Minimalism: Living Life With Less Things

l.jpgI was reading an article this morning from womankind, which really spoke to me, and made me reflect on the question of “How much do we really need?”. I recently purchased a book called How to live more with less, because minimalism has always been something I value when it comes to living a more simple life physically and mentally. Recently, I feel that I have been asking myself how I am living my life and how I would want to live my life each day. When we think of materials, we may think of clothes, makeup, our cup collection and magazines sitting in a pile. In the last few years, I’ve gradually made my schedule more simplified, which makes life feel less cluttered. When thinking about work and our daily schedule, I believe that it all comes down to how we organise things. Minimalism can create a much more stress-free lifestyle, by not feeling overwhelmed with everything around you.

An aspect that I changed significantly is my view on fashion and clothes. A few years ago, I used to buy clothes from fast fashion companies every weekend and at the end of the year, they would end up being thrown away or recycled without being worn many times. It made me feel that I was not putting in value on what I already have, and making a clever investment in what I wear. For that reason, I rarely buy any clothing and don’t go out of my way to shop at fast fashion stores. Most of my clothing are second hand or from the markets. I find this is a great way to embrace your personal style when we shop ethical, second hand or sustainable.

Sometimes I feel if I didn’t purchase the things I ended up discarding (clothes, magazine and so forth), how much would I saved? The truth is, I feel that in my life I would not be significantly happier earning a lot of money or owning a lot of things in the sense that object cannot provide true happiness. I believe when our relationships, work and life is enjoyable, that is what is important. We are sometimes convinced that the more we have the happier we will be, especially by consumerism and what we see around us. The more friends, the more clothes, the more money, the more this and that. How much of it do we truly need? I believe a person would be happier with a few close friends, than a group of distant friends that you only spend time to have fun with.

Minimalism encourages us to spend less, own less and appreciate what we already have. It creates a more simple environment and makes you focus on the important things in life: the people you love and the things you love to do.

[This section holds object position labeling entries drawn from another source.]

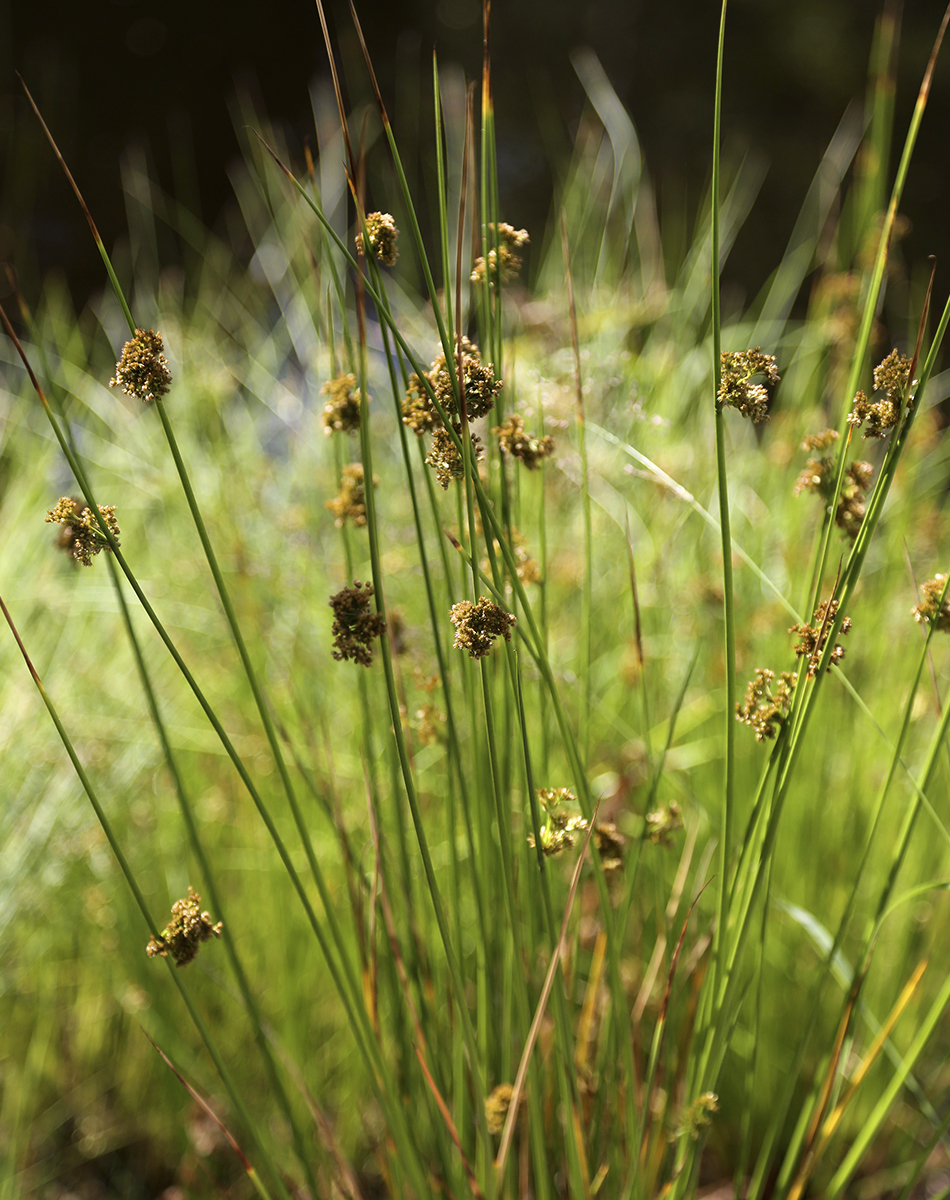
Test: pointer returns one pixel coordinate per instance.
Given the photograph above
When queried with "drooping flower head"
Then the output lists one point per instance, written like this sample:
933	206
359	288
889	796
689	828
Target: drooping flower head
143	369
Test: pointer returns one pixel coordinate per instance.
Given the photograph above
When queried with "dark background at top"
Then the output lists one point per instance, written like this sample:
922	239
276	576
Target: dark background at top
112	72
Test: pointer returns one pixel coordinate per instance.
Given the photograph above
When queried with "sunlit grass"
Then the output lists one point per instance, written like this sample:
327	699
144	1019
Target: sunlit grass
408	995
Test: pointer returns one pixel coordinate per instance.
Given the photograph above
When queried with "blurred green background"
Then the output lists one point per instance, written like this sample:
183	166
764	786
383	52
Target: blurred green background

Minimalism doesn’t just imply towards objects and materials, but it also expresses our relationships and way of living. It makes us question the people we surround ourselves with, and tells us to let go of toxic friendships and treasure the ones who love us. Of all the things that truly give me joy during each day are the people in my life. It seems so simple and true, yet we are told otherwise by being told that we need this or have to buy that.

It made me realise how much we buy things to stay up to date, how many things we convince ourselves we need or how many people around us may be a negative influence. Letting go and embracing your self is important. Creating a peaceful space for your mind will affect how you feel and what sort of life you create for yourself. We spend a lot of money on quick happiness that wears out like a battery. Taking time to have positive self talk and learn to place yourself in a calm place in your mind will gradually make one realise how much we have to be grateful, rather than the ongoing stress that is created. Quality of life will always be far more valuable then the quantity of things we have.

beautiful art by Dan-Ah Kim

12 thoughts on “Minimalism: Living Life With Less Things

  1. I think you’d really like Marie Kondo’s book, The Life-Changing Magic of Tidying. I love it’s emphasis on keeping things that actually make you happy and not just because of obligations or past memories associated with them.

  2. I totally agree with a lot of your points here. I have been guilty of buying stuff I don’t need. At one point, I had so much unused stuff and decided to give most of it away and did not regret it. The people who received those things appreciated it more than I did. That took me to realize I should not take things for granted and even if I had the means then to buy the things I wanted, I should still discern it it’s more of a need or just a want. Today’s world has so much to offer in terms of material things but the true happiness lies in really what you already have, most especially what money can’t buy. :)

    1. Thank you for your comment :) I can’t remember where I read that we only wear a small percentage of our wardrobe, which initially also inspired me to not feel the need to buy more clothes. That’s a great idea – giving things away to people who will find use in them. You are absolutely right. true happiness lies in what we already have! x

  3. I am also on the road to simplifying my life. I have been slowly trying to buy less. I used to buy clothes almost every weekend too, now it’s more of an occasion when I do buy a piece or two. I feel so much better getting use out of the things I already own instead of buying things I will wear maybe once. It feels so good to be taking unnecessary things out of my life.

    1. I’m so glad to hear that. I am the same – it feels much better to make the most of what one has now, rather than have clothing that will only be worn a few times.

  4. “Quality of life will always be far more valuable then the quantity of things we have.” Damn thats a good line. Love your stance on simple living. I think life without minimalism is a HUGE drain on willpower. Btw, have you read Fumio Sasaki’s Goodbye Things? :)

  5. Reblogged this on Cloth Philosophy and commented:
    The investment of a quality piece in my wardrobe is so much more than a high price tag. It represents my trust, and that it will reliably keep me warm, dry, and comfortable. Fast fashion takes no priority in reliability! Great post.